My friend Sarah came over for what was supposed to be a quick breakfast and ended up staying for three hours, picking at the last bits of cheese on her plate and talking about everything and nothing. These stacks have a way of turning a meal into an occasion without anyone planning for it.
Perfecting the Hash Brown Texture
I learned the hard way that squeezing the moisture out of grated potatoes is the difference between golden, crispy patties and sad, soggy ones. I wrap the grated potatoes in a clean kitchen towel and twist until practically no liquid comes out. It feels excessive but your first bite will confirm it was worth the effort.
Steak Doneness Guide
Since the steak is the star protein here, getting it right matters. I use the touch test, pressing the meat with my finger, but an instant-read thermometer never lies. 130°F gives you medium-rare, which is how most people prefer it in these stacks since it continues cooking slightly from the residual heat.
Make-Ahead Strategy
You can grate the potatoes and onion the night before and store them in water, but you must drain and squeeze them thoroughly before cooking.
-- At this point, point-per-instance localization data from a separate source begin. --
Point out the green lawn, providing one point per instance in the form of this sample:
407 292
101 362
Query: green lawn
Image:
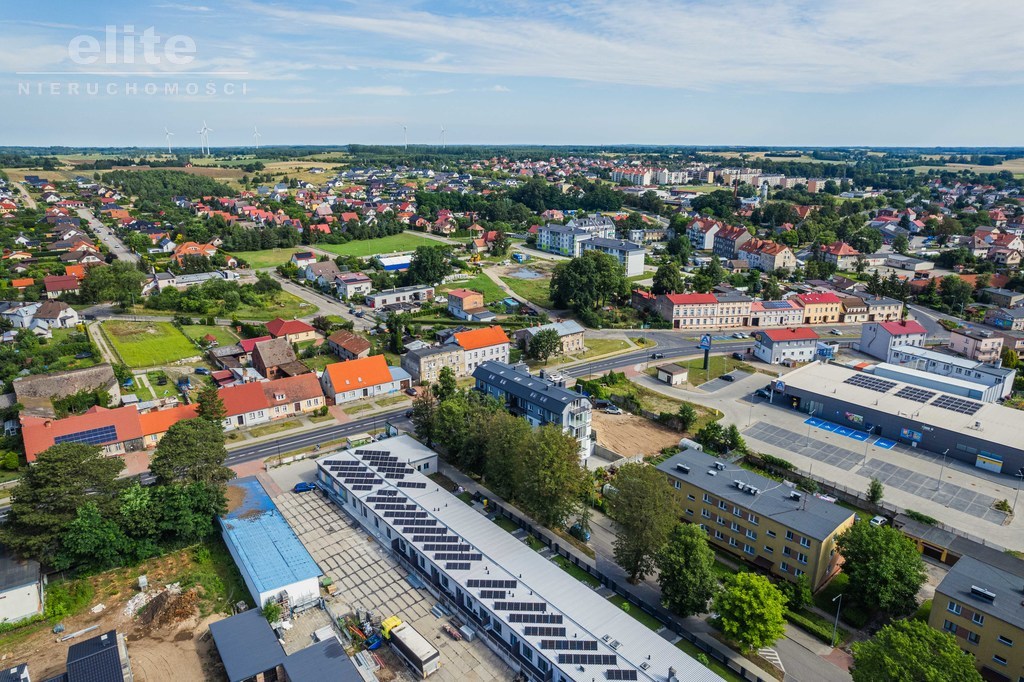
482 284
225 336
641 615
536 291
268 258
384 245
147 344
The steak can be seasoned and sliced in advance, then quickly seared just before serving.
- Keep the cooked hash browns warm in a 200°F oven while you finish the steak and eggs
- Set up all your toppings in small bowls so everyone can customize their own stack
- Warm your plates before serving so nothing cools down during assembly
Theres something deeply satisfying about cutting into a loaded stack and watching all the components come together on your fork. Hope this becomes a weekend favorite in your kitchen too.
Recipe FAQs
- → How do I prevent soggy hash browns?
-
Thoroughly squeeze out moisture from grated potatoes using a clean towel, then mix and chill briefly. Use hot oil and avoid overcrowding the pan so each patty cooks until deeply golden and crisp before flipping.
- → Which steak cut and doneness work best?
-
Ribeye or sirloin give great flavor and tenderness. Sear on high heat for a crust and aim for medium-rare to medium; let the steak rest 5 minutes before slicing thinly to retain juices.
- → Can I prepare components ahead of time?
-
Yes. Par-cook and cool hash browns, and sear steak then refrigerate. Reheat hash browns in a skillet to restore crispness and warm sliced steak gently. Cook eggs just before serving for best texture.
- → What are good substitutions for sour cream?
-
Greek yogurt is a tangy, lighter swap. For dairy-free options try a cashew cream or a dollop of avocado crema. Cheese can be swapped for a dairy-free alternative if needed.
- → How can I keep the stacks crisp when assembling?
-
Drain patties on paper towels, assemble just before serving, and place warm components so the heat melts cheese slightly without wilting the hash. Serve immediately to preserve texture contrasts.
- → How to adapt for common allergens?
-
Use gluten-free flour or omit it in the hash mix for a gluten-free version, choose dairy-free cheese and yogurt alternatives for lactose concerns, and note eggs are a primary allergen—swap with a plant-based fried egg alternative if required.